J’ai eu beaucoup de retours de victimes aussi qui abandonnent leur thérapie faute de prise en charge et faute de ne pas être entendus reconnus.
Il faut vraiment former les professionnels.

9/ Delphine nous envoie le témoignage suivant:

“Voici le florilège de “conneries” que j’ai entendues durant mon parcours thérapeutique, dans l’ordre chronologique:

– A 15 ans, j’ose enfin prendre mon courage à deux mains pour parler à ma psy de mon agression du prof de gym à 12 ans.

A l’époque je n ai pas de recul ni les mots pour qualifier ces actes. Je débute ma confession en disant “je ne sais pas si c’est vraiment une agression sexuelle mais il m’a fait..” et elle m’interrompt en me disant: “non, non si t’avais été abusée tu aurais peur des hommes alors que là avec ton petit ami ça va bien”

Conséquences: J’ai ravalé mon histoire et je n’ai plus réussi à retourner en thérapie jusqu’à ce que je réalise à 25 ans que toute ma vie sexuelle est basée sur des relations sexuelles non consenties (normal puisque chaque fois qu un homme me désirait je partais en dissociation sévère. De même que dire non à un homme qui veut de moi m’est impossible puisque j ai peur de mourir. Mais ça à l’époque je ne le comprends pas. Je crois que je suis une traînée nymphomane…!).

– A 31 ans, je vis une situation de violence conjugale. Mon psy me dit “pourquoi avoir rejoué le même scénario avec cet homme?” Il ajoute une tirade sur “la fascination des victimes pour le trauma” et parle d’une volonté inconsciente de remettre en scène le traumatisme initial. Il termine en disant que “ce type de violence, comparable à une danse, se danse à deux”!….

– Conséquences: nouvelle incompréhension de ce qu’il m’arrive, de la culpabilité, des jugements négatifs sur moi et un profond sentiment de ne rien valoir.

Récemment j’ai parlé à mon psy des images violentes, non contrôlables, qui s’imposent dans mon esprit lorsque j’ai des rapports sexuels.

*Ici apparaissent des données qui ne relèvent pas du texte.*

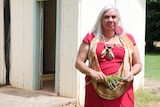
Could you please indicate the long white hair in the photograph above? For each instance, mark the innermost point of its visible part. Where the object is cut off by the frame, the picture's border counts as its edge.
(97, 28)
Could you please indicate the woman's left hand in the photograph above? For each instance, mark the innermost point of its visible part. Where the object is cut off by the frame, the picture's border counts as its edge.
(129, 77)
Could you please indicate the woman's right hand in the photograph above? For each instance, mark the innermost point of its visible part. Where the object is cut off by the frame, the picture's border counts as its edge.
(98, 76)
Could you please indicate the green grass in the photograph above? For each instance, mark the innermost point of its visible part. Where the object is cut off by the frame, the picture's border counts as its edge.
(152, 66)
(143, 98)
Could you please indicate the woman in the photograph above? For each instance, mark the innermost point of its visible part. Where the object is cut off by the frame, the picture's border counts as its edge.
(110, 54)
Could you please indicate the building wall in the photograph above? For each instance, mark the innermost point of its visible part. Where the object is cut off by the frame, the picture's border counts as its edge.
(67, 48)
(21, 59)
(2, 56)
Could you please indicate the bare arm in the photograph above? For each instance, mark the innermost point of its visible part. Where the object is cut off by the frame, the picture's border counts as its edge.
(82, 67)
(137, 65)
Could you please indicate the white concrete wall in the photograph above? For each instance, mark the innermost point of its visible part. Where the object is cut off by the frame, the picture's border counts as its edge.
(21, 59)
(67, 46)
(2, 55)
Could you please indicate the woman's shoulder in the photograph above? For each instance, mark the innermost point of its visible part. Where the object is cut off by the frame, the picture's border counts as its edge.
(131, 38)
(88, 38)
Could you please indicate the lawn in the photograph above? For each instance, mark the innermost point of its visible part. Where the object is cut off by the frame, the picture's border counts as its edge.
(152, 66)
(143, 97)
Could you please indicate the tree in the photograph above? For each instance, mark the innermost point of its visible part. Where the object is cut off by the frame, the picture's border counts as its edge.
(152, 23)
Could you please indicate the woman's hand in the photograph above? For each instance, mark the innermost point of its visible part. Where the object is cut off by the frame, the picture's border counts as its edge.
(129, 77)
(98, 76)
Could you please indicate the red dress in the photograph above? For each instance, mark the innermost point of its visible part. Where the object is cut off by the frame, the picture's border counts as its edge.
(108, 67)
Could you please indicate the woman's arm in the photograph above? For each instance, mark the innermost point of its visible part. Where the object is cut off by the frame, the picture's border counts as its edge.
(82, 67)
(136, 62)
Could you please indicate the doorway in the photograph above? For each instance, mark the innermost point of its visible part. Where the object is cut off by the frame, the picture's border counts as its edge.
(49, 46)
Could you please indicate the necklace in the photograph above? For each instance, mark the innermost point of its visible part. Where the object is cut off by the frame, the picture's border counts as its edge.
(107, 51)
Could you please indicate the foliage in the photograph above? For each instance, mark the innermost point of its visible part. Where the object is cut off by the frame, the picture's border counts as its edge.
(152, 66)
(143, 98)
(152, 23)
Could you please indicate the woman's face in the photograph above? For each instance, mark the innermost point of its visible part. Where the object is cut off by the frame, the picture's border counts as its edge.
(110, 20)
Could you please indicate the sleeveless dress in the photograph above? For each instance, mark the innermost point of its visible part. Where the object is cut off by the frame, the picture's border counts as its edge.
(108, 67)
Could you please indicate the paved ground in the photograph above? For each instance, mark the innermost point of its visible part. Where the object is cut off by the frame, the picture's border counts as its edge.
(13, 97)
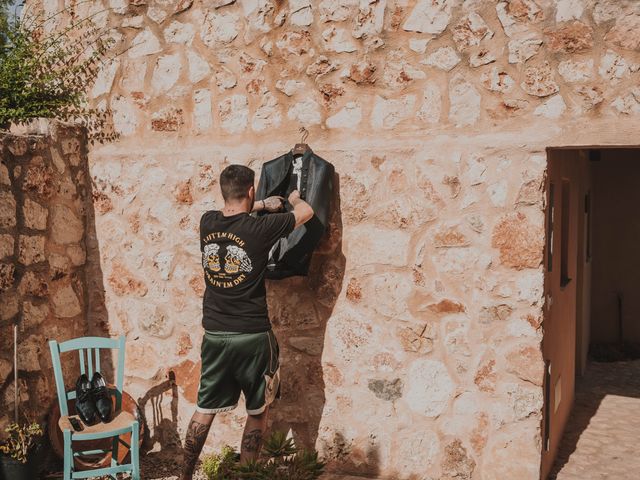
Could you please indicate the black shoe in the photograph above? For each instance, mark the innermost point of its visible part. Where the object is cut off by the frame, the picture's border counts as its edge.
(84, 400)
(101, 397)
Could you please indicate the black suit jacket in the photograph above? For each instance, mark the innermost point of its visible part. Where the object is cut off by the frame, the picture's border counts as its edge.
(292, 254)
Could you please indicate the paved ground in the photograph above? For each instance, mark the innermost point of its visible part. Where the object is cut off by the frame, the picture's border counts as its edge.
(603, 434)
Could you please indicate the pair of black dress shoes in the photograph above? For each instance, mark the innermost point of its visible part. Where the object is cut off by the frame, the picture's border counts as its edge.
(93, 400)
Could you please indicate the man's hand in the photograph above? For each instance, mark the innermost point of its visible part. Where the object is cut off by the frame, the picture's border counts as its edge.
(301, 209)
(273, 204)
(294, 197)
(270, 204)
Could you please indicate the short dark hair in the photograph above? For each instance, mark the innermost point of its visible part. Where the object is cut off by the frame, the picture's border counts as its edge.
(235, 182)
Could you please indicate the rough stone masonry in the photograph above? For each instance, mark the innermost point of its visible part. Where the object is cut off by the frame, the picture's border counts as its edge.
(412, 350)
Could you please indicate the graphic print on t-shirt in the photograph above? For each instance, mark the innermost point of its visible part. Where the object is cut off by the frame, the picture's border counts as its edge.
(226, 263)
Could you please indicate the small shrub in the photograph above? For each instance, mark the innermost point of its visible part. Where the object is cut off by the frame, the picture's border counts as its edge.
(46, 70)
(280, 459)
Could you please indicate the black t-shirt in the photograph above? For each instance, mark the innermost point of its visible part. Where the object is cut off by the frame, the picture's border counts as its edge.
(235, 251)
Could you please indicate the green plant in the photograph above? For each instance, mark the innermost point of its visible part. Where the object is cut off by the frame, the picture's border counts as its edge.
(47, 67)
(22, 438)
(280, 459)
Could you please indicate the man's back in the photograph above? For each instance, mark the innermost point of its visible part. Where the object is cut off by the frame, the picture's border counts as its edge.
(235, 251)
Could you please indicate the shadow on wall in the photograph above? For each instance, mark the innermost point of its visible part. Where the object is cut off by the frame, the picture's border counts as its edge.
(300, 308)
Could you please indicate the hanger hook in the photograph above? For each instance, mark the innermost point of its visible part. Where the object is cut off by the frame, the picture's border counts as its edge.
(305, 134)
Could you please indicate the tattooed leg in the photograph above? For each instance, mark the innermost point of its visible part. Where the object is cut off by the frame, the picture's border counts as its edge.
(253, 436)
(194, 441)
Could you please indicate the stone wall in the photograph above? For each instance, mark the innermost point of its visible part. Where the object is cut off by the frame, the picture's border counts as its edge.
(412, 349)
(43, 192)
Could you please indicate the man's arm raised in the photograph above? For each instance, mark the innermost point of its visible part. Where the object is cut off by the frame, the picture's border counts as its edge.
(301, 209)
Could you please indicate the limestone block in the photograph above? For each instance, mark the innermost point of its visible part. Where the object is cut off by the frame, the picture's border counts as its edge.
(431, 389)
(225, 79)
(152, 319)
(431, 108)
(539, 81)
(456, 463)
(300, 13)
(628, 104)
(568, 10)
(168, 119)
(106, 75)
(268, 114)
(497, 80)
(18, 146)
(387, 113)
(219, 28)
(429, 16)
(156, 14)
(125, 115)
(576, 71)
(519, 440)
(398, 73)
(123, 282)
(33, 283)
(7, 276)
(470, 31)
(464, 102)
(136, 22)
(369, 20)
(34, 314)
(444, 58)
(234, 113)
(6, 245)
(31, 249)
(38, 179)
(66, 227)
(418, 45)
(35, 215)
(65, 302)
(481, 57)
(626, 32)
(166, 72)
(523, 48)
(145, 43)
(349, 116)
(368, 244)
(517, 17)
(552, 108)
(570, 38)
(199, 68)
(338, 40)
(519, 242)
(7, 210)
(4, 175)
(202, 116)
(306, 112)
(613, 67)
(29, 353)
(9, 305)
(177, 32)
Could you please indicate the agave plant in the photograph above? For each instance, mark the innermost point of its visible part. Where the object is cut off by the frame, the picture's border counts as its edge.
(280, 459)
(22, 438)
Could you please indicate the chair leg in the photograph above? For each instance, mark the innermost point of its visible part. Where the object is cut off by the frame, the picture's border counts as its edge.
(135, 451)
(68, 454)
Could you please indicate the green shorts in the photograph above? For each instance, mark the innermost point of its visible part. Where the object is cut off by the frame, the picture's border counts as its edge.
(238, 362)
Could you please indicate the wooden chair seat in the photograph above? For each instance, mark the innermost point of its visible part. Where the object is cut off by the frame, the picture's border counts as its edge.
(119, 421)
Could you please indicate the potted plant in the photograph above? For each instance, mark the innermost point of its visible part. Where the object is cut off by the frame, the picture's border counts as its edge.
(18, 461)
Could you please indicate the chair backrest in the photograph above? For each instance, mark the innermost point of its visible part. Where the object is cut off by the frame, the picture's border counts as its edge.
(91, 347)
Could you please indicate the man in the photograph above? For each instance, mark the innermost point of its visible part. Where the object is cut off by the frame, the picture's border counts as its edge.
(239, 350)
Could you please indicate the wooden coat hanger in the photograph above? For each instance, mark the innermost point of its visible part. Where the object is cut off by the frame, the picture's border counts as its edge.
(302, 147)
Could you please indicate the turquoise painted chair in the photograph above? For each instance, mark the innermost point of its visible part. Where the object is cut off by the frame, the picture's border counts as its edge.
(121, 423)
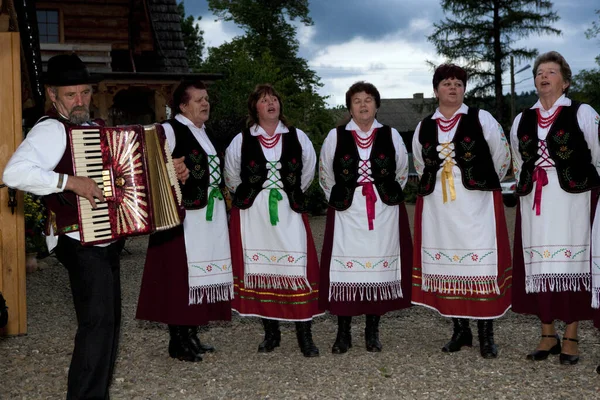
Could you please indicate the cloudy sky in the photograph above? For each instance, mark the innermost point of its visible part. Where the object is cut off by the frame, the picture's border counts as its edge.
(385, 42)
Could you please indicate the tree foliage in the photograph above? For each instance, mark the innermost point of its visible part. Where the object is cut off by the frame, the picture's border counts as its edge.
(267, 53)
(481, 36)
(193, 39)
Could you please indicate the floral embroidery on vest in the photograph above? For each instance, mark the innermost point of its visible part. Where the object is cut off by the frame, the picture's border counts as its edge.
(253, 167)
(562, 138)
(467, 144)
(573, 184)
(347, 173)
(429, 161)
(382, 161)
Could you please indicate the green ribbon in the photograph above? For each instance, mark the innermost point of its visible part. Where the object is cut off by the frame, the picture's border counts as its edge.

Le psy m’a dit que “ce sont des fantasmes non de la mémoire traumatique”. Je suis en désaccord total avec lui sur ce sujet je vais devoir trouver un autre psy”.

Merci Delphine, solidarité et empathie!

10/ Corine nous envoie le témoignage suivant sur une psychiatre qui l’a plongée dans un grand état de détresse à cause de son manque d’humanité et son incompétence…:

“La première psychiatre que j’ai vue et la seule depuis, ça ne donne pas envie de renouveler l’expérience. Je lui parlais pour la première fois de l’inceste que j’avais subie petite, ça venait à peine d’éclater dans ma tête.

J’ai raconté la vision qui était revenue en premier, elle a pris sa tête dans ses mains et ses premiers mots “votre père a eu d’autres filles?”
Pas un seul mot pour moi pendant les 20 minutes de la séance.

Je comprends que savoir s’il y avait eu d’autres filles était important mais ce jour là j’avais besoin d’aide que je n’ai pas eu, comme si j’avais parlé d’une simple scène familiale.Ah si aide sous forme d’ordonnance plutôt musclée…

L’avant dernière fois ou je suis allée la voir, j’étais dans un état désespéré, je pleurais, tremblais, mais voilà c’était l’heure de partir donc “à dans un mois, au revoir”.

Je suis restée une demi heure dans l’escalier incapable de marcher et toujours en pleurs.

Le lendemain matin, je l’appelle pour demander de l’aide, voir un RDV. Réponse “je suis en vacances à la fin de la semaine je suis surbookee si ça ne va pas allez aux urgences, je suis en consultation là au revoir”.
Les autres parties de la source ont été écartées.